A spoonful of sugar, as they say, makes the medicine go down.

Related: Big Pharma Markets Weight Loss Drugs as Unemployment Cure, Demands Government Subsidy

Via Science.org (emphasis added):

We examined the impact of sugar exposure within 1000 days since conception on diabetes and hypertension, leveraging quasi-experimental variation from the end of the United Kingdom’s sugar rationing in September 1953. Rationing restricted sugar intake to levels within current dietary guidelines, yet consumption nearly doubled immediately post-rationing. Using an event study design with UK Biobank data comparing adults conceived just before or after rationing ended, we found that early-life rationing reduced diabetes and hypertension risk by about 35% and 20%, respectively, and delayed disease onset by 4 and 2 years.
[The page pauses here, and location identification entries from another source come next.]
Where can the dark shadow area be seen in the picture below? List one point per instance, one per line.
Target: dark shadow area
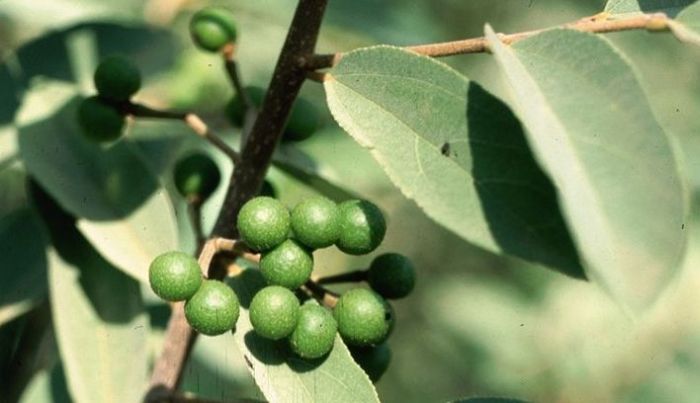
(110, 291)
(269, 352)
(519, 201)
(98, 183)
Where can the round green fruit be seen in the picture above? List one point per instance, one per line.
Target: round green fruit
(304, 120)
(316, 222)
(212, 28)
(288, 265)
(196, 175)
(392, 275)
(235, 108)
(213, 309)
(175, 276)
(274, 312)
(364, 318)
(362, 227)
(117, 79)
(373, 360)
(315, 332)
(100, 121)
(263, 223)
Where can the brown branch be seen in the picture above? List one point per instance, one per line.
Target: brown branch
(284, 87)
(179, 337)
(191, 120)
(651, 22)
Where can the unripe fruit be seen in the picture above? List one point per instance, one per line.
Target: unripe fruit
(212, 28)
(100, 121)
(392, 275)
(363, 317)
(315, 332)
(235, 108)
(304, 120)
(263, 223)
(196, 175)
(175, 276)
(373, 360)
(117, 79)
(288, 265)
(274, 312)
(362, 227)
(213, 309)
(316, 222)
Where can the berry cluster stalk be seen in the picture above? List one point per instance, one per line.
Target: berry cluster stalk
(248, 175)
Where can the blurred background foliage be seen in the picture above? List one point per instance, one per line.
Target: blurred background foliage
(478, 324)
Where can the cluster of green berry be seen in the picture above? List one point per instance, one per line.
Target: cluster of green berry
(211, 307)
(361, 316)
(101, 117)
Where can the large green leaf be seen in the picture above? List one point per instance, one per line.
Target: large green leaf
(670, 7)
(22, 248)
(453, 148)
(100, 323)
(591, 127)
(686, 26)
(120, 205)
(283, 377)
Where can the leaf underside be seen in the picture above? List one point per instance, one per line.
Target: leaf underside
(592, 129)
(453, 148)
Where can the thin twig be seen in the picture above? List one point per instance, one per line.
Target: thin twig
(284, 87)
(194, 211)
(201, 129)
(652, 22)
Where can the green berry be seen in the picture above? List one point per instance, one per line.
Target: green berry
(213, 309)
(274, 312)
(304, 120)
(99, 120)
(196, 175)
(288, 265)
(363, 317)
(373, 360)
(263, 223)
(392, 275)
(362, 227)
(315, 332)
(212, 28)
(175, 276)
(316, 222)
(235, 108)
(117, 79)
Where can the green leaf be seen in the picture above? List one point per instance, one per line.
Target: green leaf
(100, 323)
(686, 26)
(453, 148)
(592, 129)
(120, 205)
(670, 7)
(22, 248)
(282, 376)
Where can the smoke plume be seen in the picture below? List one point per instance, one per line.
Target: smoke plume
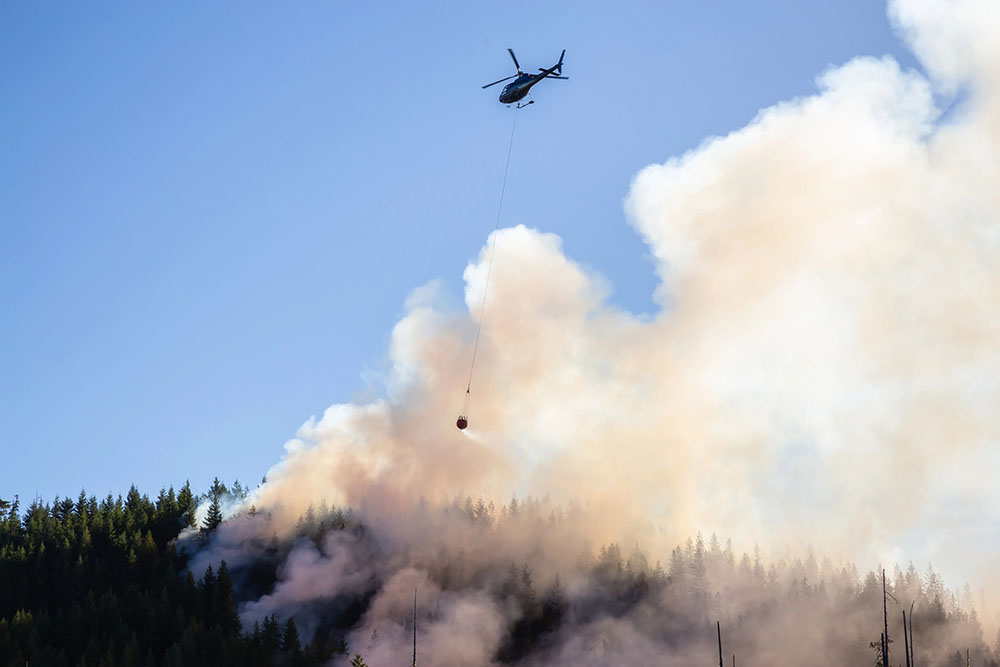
(824, 368)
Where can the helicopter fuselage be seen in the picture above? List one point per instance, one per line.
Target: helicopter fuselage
(519, 87)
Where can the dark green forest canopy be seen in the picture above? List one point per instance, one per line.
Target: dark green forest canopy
(89, 582)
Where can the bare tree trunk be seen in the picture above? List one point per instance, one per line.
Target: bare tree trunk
(906, 641)
(885, 621)
(718, 628)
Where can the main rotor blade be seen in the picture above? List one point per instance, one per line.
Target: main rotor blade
(500, 81)
(516, 64)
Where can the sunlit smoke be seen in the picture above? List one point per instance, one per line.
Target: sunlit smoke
(824, 368)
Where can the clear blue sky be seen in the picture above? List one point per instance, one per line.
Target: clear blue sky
(212, 213)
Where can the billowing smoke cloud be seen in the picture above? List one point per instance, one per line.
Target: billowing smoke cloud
(824, 368)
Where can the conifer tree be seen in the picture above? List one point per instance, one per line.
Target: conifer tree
(290, 638)
(214, 517)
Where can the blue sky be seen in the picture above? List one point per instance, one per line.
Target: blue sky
(212, 213)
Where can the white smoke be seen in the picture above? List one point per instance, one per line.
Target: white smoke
(825, 367)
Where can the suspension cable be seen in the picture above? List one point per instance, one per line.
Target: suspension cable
(489, 268)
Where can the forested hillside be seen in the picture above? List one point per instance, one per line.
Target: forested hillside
(101, 584)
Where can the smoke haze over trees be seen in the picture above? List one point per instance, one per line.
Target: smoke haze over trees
(821, 380)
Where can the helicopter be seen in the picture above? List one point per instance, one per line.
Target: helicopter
(520, 87)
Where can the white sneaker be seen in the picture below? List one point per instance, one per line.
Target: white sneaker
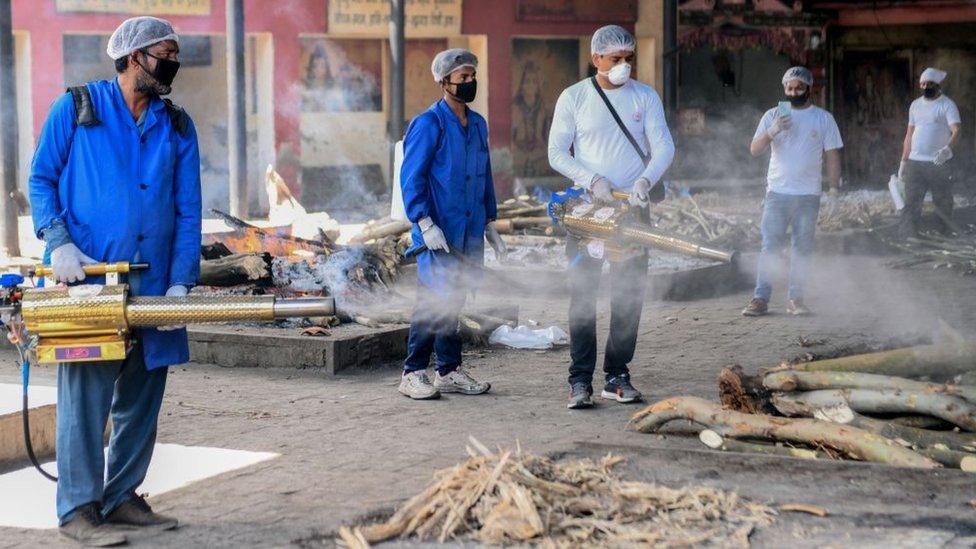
(459, 381)
(417, 386)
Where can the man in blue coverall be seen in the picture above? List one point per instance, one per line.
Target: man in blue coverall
(116, 177)
(449, 196)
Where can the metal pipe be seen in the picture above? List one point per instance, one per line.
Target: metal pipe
(236, 121)
(302, 307)
(8, 134)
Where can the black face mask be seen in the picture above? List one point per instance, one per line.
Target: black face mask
(798, 100)
(466, 91)
(165, 71)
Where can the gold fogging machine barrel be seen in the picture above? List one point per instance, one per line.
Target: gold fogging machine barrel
(621, 227)
(94, 322)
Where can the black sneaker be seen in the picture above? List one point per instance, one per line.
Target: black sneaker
(136, 512)
(580, 396)
(619, 388)
(87, 528)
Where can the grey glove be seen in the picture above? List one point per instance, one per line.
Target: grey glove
(944, 155)
(434, 237)
(67, 262)
(495, 240)
(601, 189)
(639, 192)
(174, 291)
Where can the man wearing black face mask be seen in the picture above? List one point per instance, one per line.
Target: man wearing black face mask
(449, 196)
(933, 129)
(116, 177)
(802, 137)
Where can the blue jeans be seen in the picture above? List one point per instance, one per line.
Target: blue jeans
(434, 330)
(87, 394)
(781, 213)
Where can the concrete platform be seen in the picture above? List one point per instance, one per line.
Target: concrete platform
(349, 346)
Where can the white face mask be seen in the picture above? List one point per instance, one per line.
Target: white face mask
(619, 74)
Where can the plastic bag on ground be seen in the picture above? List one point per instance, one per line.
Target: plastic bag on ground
(524, 337)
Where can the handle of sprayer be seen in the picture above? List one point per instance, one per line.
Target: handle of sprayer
(97, 269)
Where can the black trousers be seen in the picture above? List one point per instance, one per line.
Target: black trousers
(627, 282)
(922, 177)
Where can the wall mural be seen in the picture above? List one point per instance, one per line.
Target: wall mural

Protection was evident with in-utero exposure and increased with postnatal sugar restriction, especially after six months when solid foods likely began. In-utero sugar rationing alone accounted for about one third of the risk reduction.

Now, find me any patented drug that could achieve a 35% reduction in diabetes risk, and all you would see from now until the rapture is wall-to-wall commercials advertising this blockbuster new miracle cure.

Yet, when all it takes is less sugar intake to achieve the same outcome… crickets.

One would expect Public Health™ officials to be screaming these remarkable statistics from the rooftops on a loop — interview after interview in media.

I wonder why they don’t.

I wonder why all we ever hear in the way of health advice is more drugs.

You can put the pieces together however you like.